Militarization driving biometrics adoption by UK police and border agencies, report argues
UK border and law enforcement agencies have adopted biometrics not just for forensic purposes but as a surveillance tool to use against protestors and others as part of a broad militarization process, according to a new report.
‘A Very British Problem: the Evolution of Britain’s Militarised Policing Industrial Complex’ is jointly published by the Campaign Against Arms Trade (CAAT) and the Network for Police Monitoring (Netpol), written by Dr. Keren Weitzberg, and starts with the assertion that the law is enforced in the UK by unarmed police is a myth.
The report catalogues recent and proposed legislative changes, increasing reliance on technology by law enforcement, and incidents of surveillance unconnected to violent crime.
Police force, as well as surveillance, is disproportionately deployed against Black activists, the report says. Black people are more likely to be fingerprinted in the street than others. The paper further argues that bias in facial recognition will exacerbate the unequal treatment.
The report identifies what Weitzberg characterizes as “5 key repressive surveillance technologies,” calling out mobile fingerprint scanners, centralized databases, particularly with biometrics, social media surveillance, facial recognition, and military-grade drones.

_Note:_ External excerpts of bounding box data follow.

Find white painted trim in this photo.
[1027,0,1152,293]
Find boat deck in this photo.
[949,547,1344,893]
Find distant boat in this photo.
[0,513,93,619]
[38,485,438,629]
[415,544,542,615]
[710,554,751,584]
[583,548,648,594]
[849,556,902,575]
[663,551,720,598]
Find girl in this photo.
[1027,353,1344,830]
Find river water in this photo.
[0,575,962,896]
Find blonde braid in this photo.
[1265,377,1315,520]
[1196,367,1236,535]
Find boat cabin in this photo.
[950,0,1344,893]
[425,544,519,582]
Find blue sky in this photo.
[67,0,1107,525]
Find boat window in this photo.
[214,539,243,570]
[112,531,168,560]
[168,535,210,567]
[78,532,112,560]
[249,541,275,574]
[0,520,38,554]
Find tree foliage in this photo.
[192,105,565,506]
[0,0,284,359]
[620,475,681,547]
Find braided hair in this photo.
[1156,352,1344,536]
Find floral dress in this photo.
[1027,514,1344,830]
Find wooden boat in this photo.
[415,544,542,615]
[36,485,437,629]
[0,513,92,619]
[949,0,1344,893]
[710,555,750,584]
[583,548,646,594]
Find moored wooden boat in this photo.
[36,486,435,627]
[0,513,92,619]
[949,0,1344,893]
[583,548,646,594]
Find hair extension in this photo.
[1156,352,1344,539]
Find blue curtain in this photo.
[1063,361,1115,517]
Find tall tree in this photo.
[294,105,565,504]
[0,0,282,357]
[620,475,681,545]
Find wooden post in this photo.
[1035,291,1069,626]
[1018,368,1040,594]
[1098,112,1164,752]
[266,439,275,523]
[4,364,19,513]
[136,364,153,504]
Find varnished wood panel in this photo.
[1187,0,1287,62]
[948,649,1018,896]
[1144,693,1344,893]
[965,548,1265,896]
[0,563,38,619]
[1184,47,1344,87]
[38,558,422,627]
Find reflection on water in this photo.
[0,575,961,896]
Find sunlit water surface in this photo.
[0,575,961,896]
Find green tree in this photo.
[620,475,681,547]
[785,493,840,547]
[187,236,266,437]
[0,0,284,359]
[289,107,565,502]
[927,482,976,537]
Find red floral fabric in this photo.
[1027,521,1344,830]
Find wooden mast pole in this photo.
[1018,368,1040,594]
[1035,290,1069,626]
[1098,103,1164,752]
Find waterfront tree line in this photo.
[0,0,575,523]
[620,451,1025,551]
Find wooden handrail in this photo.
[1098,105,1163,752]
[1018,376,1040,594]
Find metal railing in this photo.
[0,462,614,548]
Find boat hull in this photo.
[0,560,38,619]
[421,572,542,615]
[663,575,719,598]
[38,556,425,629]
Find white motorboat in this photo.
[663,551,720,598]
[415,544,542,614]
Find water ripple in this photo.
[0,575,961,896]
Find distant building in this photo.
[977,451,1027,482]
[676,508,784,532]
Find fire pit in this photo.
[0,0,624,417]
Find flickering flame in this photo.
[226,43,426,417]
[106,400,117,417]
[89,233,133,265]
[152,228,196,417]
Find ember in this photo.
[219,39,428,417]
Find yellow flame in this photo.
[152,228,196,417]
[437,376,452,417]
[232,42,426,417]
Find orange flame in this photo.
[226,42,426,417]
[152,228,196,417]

Mobile fingerprint biometric scanners were already in use by three-quarters of UK police forces in 2019, according to the report.
The Home Office Biometrics program is criticized for increasing the surveillance powers of the state, while also sharing biometric data with “international security agencies.”
A Netpol representative emphasized the excessive policing of, and use of force against, marginalized communities.
Biometric wearables for migrant monitoring coming
The Home Office and Ministry of Justice plan to have migrant convicts perform up to five biometric face scans each day to ensure they are complying with the conditions of their release.
The Guardian spotted a £6 million (US million) contract awarded by the Home Office for the “non-fitted devices,” which the department says “will provide a more proportionate way of monitoring specific cohorts over extended periods of time than fitted tags.” The contract expires at the end of 2023.
In the event that a biometric check-in is missed on unsuccessful, a manual check will be performed.
Privacy International criticized the deployment on grounds that facial recognition is biased.